Non-buffer layers can be moved and nested within each other. In this way, layers provide a simple means of hardware-accelerated compositing. If you need a window to appear above others, or you have some object which will be moving or you need the data beneath it automatically preserved, a layer is a good way of accomplishing this. If a layer is nested within another layer, its position is relative to that of its parent. When the parent is moved or reordered, the child moves with it. If the child extends beyond the parents bounds, it will be clipped.
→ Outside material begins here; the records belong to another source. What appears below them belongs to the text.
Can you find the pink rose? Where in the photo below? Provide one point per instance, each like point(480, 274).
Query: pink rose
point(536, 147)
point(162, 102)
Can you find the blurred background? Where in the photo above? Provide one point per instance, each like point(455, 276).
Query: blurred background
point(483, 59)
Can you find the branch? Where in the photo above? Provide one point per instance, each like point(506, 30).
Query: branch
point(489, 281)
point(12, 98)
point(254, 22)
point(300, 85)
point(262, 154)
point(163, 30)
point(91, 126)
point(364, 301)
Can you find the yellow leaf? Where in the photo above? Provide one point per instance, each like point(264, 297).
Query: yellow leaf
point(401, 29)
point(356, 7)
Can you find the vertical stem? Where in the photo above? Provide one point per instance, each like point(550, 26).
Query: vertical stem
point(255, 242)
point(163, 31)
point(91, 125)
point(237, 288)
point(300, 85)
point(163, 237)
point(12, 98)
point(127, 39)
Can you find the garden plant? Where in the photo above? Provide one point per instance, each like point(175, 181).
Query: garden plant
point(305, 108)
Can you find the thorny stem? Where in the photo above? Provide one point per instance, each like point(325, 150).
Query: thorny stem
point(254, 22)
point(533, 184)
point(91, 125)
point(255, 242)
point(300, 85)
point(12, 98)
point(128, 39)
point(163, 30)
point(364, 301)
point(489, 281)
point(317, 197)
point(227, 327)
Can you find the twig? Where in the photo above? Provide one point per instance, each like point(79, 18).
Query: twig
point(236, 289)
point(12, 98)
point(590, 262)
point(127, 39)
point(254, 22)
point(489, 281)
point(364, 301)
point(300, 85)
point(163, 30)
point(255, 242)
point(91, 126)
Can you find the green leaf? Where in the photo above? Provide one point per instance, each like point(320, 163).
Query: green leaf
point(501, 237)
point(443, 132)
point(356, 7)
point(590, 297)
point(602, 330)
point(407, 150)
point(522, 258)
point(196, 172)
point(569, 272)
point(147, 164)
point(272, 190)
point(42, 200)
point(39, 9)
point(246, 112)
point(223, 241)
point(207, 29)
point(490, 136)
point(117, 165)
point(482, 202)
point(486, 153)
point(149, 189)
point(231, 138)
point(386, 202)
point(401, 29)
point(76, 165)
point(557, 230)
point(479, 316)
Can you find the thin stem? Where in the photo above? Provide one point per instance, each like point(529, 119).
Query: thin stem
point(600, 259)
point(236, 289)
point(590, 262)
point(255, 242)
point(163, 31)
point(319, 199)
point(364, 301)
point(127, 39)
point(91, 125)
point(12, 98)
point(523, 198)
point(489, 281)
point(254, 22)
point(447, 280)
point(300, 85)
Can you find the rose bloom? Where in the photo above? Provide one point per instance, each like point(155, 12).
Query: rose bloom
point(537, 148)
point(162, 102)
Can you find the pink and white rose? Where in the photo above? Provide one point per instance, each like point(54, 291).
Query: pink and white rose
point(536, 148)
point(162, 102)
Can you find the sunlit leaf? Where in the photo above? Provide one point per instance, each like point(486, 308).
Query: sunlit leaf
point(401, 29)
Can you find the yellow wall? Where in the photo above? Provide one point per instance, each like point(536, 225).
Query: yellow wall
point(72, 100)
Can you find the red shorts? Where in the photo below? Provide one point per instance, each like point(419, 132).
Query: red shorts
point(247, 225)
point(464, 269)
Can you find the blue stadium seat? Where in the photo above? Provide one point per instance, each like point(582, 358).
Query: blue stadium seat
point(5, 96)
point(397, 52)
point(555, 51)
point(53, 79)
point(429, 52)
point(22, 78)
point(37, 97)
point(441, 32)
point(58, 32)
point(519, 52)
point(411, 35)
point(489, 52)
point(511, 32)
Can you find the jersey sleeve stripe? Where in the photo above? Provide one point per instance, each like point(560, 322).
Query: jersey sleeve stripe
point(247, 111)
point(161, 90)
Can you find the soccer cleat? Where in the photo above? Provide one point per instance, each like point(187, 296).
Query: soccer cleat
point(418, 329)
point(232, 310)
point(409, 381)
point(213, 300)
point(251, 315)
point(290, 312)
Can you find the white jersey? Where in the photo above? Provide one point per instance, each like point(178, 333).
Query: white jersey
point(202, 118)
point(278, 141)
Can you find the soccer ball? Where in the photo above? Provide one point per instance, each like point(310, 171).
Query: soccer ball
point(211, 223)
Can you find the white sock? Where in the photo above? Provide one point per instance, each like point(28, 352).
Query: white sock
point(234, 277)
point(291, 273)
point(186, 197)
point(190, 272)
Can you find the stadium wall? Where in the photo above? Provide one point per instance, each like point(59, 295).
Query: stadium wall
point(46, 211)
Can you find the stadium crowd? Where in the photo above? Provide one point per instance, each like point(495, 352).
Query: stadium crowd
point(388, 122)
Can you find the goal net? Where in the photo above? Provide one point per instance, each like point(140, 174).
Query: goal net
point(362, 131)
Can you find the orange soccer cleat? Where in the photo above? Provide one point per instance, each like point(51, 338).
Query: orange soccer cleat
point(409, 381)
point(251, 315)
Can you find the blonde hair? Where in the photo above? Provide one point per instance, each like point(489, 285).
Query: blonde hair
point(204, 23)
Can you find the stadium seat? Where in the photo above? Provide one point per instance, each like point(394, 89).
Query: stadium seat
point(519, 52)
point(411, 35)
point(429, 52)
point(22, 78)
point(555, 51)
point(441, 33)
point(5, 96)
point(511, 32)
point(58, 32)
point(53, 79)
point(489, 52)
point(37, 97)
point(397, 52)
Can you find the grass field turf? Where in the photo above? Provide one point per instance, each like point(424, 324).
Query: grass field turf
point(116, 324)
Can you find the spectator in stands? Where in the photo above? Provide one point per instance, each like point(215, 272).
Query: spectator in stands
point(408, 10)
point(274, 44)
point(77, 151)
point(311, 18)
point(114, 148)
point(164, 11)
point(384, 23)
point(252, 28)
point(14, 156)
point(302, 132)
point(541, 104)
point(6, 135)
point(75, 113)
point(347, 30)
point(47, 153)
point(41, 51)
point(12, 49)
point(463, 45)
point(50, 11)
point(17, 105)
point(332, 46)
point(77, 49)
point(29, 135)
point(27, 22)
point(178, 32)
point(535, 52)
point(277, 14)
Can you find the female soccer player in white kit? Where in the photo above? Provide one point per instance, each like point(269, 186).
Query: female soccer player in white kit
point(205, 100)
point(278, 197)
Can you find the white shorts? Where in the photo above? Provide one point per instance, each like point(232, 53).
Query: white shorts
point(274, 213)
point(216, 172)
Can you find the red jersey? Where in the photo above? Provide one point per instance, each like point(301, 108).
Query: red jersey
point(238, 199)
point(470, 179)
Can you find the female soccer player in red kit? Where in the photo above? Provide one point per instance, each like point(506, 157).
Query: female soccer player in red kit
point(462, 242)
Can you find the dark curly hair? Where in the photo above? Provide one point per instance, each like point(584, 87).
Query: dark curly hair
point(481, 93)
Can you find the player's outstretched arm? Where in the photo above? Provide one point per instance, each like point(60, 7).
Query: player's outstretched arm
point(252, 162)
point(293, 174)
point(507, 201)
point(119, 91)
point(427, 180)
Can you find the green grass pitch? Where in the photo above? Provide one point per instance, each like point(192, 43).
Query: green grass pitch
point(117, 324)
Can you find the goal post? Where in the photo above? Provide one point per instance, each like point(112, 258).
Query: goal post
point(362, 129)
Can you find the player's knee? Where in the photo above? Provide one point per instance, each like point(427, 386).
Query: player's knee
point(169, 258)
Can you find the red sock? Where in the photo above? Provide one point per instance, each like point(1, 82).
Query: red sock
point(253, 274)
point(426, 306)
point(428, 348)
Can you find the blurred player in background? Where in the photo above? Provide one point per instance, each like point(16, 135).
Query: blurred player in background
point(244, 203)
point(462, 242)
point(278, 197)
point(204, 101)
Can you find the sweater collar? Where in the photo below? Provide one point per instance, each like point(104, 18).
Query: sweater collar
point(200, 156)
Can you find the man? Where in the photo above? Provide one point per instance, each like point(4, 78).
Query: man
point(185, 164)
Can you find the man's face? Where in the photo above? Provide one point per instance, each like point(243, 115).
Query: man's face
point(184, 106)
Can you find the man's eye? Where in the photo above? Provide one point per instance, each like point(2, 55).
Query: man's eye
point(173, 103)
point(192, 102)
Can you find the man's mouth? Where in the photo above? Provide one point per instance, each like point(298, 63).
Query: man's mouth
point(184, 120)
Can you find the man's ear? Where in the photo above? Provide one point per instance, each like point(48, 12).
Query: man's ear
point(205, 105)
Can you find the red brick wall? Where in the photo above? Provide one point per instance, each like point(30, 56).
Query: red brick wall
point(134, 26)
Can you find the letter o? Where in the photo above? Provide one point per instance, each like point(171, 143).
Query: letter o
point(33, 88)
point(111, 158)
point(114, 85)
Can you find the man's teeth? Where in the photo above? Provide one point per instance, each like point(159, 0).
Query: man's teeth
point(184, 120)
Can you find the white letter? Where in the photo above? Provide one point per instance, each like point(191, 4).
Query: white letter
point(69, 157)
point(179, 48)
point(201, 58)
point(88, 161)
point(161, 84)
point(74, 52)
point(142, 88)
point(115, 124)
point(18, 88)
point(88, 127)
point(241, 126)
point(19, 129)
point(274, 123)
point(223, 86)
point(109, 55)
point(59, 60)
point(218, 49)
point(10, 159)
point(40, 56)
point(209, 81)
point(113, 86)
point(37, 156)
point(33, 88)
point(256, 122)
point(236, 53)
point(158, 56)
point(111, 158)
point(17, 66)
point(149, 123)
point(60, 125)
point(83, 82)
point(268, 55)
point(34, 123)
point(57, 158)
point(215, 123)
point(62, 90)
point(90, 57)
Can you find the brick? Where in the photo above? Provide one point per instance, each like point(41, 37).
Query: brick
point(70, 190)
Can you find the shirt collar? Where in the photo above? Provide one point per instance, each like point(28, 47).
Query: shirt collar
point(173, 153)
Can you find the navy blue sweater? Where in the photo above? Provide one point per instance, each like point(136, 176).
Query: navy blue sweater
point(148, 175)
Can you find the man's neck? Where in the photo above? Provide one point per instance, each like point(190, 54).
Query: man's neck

Multimedia streaming and pipes

Guacamole supports transfer of both audio and video data, as well as files and arbitrary named pipes. Streams can be allocated with audio or video instructions for the sake of playing media, with file instructions for file transfer, or with "pipe" instructions for transfer or abtrary data between client and server.

By the nature of the Guacamole protocol, you must know the duration of the audio or video data before it is sent. This is because sequential playing of multiple audio or video chunks must be carefully timed by the client to avoid gaps in playback. Even a gap of only one millisecond will produce an audible "click" in audio playback.

As far as audio and video are concerned, variance in chunk size gives a trade-off between responsiveness and perceived quality. Larger chunks will provide smoother audio and video, but have noticable lag compared to smaller chunks. Smaller chunks provide less lag, but may produce noticable clicking or stutter if the timing of each chunk is not perfect.

Events

When something changes on either side, client or server, such as a key being pressed, the mouse moving, or clipboard data changing, an instruction describing the event is sent.

Disconnecting

The server and client can end the connection at any time. There is no requirement for the server or the client to communicate that the connection needs to terminate. When the client or server wish to end the connection, and the reason is known, they can use the "disconnect" or "error" instructions.

The disconnect instruction is sent by the client when it is disconnecting. This is largely out of politeness, and the server must be written knowing that the disconnect instruction may not always be sent in time (guacd is written this way).

If the client does something wrong, or the server detects a problem with the client plugin, the server sends an error instruction, including a description of the problem in the parameters. This informs the client that the connection is being closed.